I'm not sure how the square brackets will play. We'll have to see.

jcowey commented 6 years ago

So have now created a new issue #324, to keep these two separate.

jcowey commented 6 years ago

@hcayless would you please check that <idno type="dclp-hybrid">p.herc;;.+</idno> is now fine. There should now be no more <idno type="dclp-hybrid">P.Herc. left in https://github.com/DCLP/idp.data/tree/master/DCLP

I have made a number of commits to make the required corrections.

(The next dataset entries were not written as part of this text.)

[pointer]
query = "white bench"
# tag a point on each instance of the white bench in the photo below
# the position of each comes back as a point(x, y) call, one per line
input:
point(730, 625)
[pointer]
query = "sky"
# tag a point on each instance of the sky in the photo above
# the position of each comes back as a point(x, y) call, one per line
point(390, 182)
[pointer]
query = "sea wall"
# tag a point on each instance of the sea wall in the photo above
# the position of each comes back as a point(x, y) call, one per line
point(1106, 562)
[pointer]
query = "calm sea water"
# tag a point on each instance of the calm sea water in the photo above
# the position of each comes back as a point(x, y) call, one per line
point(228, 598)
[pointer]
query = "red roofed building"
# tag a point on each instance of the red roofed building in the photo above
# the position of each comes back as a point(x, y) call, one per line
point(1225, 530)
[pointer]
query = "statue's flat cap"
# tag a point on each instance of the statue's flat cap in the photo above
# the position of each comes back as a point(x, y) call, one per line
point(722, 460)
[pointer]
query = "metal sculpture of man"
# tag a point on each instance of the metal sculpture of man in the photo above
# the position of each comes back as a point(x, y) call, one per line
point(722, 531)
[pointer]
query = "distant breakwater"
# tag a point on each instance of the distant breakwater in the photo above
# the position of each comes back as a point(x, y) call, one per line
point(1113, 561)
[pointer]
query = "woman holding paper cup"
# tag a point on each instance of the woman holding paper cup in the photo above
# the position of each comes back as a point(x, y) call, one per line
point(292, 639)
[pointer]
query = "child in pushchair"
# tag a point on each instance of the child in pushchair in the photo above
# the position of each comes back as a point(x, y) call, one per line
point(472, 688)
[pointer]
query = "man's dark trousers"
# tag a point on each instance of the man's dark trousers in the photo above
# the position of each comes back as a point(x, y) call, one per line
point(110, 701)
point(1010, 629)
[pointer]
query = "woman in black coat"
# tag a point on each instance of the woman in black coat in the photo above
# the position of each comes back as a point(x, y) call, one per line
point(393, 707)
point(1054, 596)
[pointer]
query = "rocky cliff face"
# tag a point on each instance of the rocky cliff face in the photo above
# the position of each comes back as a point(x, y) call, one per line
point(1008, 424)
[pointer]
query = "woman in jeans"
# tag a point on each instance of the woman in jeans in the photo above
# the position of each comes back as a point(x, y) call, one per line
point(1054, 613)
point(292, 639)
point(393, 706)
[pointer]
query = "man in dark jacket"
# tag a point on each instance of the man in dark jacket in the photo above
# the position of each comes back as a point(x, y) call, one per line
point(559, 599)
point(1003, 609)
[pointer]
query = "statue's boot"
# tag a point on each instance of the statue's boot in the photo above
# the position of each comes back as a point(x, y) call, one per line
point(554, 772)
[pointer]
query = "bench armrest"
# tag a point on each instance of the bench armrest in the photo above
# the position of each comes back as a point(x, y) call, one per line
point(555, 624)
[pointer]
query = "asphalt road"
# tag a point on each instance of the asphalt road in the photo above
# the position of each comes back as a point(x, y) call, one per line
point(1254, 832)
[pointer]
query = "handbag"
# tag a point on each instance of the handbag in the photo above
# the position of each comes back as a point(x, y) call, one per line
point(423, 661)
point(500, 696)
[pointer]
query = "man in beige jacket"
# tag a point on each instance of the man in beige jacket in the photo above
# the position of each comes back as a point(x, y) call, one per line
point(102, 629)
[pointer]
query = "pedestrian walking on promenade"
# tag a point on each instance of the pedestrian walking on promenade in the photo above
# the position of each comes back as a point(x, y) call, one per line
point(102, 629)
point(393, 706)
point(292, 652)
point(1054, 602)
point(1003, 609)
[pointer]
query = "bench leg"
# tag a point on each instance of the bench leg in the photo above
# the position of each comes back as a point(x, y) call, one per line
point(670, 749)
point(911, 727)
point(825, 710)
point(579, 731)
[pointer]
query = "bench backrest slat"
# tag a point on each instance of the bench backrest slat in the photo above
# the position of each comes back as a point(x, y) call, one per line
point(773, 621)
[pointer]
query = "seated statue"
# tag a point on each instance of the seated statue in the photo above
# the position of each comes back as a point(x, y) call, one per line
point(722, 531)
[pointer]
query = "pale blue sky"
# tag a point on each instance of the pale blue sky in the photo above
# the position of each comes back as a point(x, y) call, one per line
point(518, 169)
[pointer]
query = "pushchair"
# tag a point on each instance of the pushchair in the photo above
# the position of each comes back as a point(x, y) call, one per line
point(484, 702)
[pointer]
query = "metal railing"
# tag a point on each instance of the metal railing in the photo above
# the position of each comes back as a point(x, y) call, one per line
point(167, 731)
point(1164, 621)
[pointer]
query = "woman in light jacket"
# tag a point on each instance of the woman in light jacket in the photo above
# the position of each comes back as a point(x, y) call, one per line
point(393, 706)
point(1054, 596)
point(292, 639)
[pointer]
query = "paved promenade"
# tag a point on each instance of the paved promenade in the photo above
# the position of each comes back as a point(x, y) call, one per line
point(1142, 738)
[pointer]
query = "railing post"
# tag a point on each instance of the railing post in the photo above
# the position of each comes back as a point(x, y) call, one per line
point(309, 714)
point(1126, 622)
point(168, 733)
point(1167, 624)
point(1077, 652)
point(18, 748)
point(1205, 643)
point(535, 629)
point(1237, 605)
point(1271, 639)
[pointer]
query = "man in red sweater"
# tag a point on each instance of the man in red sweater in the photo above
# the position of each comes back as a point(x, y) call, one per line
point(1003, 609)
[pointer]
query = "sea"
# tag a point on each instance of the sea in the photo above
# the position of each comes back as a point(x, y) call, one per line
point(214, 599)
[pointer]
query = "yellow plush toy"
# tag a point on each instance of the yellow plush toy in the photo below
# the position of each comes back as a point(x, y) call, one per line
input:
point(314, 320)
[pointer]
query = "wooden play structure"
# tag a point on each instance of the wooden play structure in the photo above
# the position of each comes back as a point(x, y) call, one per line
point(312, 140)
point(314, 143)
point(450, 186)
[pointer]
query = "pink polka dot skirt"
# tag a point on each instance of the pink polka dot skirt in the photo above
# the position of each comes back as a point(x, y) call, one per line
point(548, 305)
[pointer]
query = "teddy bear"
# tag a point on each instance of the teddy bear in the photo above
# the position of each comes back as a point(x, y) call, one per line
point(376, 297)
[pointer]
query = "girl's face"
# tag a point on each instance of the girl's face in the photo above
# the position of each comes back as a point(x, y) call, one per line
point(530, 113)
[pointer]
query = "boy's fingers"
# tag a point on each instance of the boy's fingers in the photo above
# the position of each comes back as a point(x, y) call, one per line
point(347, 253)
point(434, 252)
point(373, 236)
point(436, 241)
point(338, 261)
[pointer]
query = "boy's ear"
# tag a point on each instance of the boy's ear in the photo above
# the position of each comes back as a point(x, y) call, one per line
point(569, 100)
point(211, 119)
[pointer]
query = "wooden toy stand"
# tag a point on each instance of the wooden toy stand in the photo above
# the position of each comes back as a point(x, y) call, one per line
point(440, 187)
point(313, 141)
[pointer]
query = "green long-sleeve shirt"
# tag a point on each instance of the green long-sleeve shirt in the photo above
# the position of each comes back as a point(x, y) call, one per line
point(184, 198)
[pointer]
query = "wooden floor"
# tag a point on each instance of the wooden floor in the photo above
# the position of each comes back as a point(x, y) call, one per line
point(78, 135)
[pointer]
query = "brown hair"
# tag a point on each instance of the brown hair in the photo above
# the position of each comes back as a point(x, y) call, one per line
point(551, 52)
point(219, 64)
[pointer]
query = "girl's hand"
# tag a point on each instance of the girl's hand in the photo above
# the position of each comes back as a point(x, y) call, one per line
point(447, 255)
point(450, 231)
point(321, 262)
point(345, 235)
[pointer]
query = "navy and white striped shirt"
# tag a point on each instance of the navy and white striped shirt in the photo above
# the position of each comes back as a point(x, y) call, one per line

Edelweiss commented 6 years ago

files that still need repair

./63/62411.xml: P.Herc. 228, 403, 407, 1425, 1581 ./63/62425.xml: P.Herc. 495 ./63/62426.xml: P.Herc. 558 ./63/62476.xml: P.Herc. 1471

change to…

./63/62411.xml: p.herc;;228,403,407,1425,1581 ./63/62425.xml: p.herc;;495 ./63/62426.xml: p.herc;;558 ./63/62476.xml: p.herc;;1471

Edelweiss commented 6 years ago

case-sensitive search for P.Herc. in xpath tei:idno[@type='dclp-hybrid'] didn’t bring forth any further idnos of the kind

Edelweiss commented 6 years ago

https://github.com/DCLP/idp.data/tree/issue317

(in development and master)

Edelweiss commented 6 years ago

Files can be viewed on github and will be picked up with the next sync.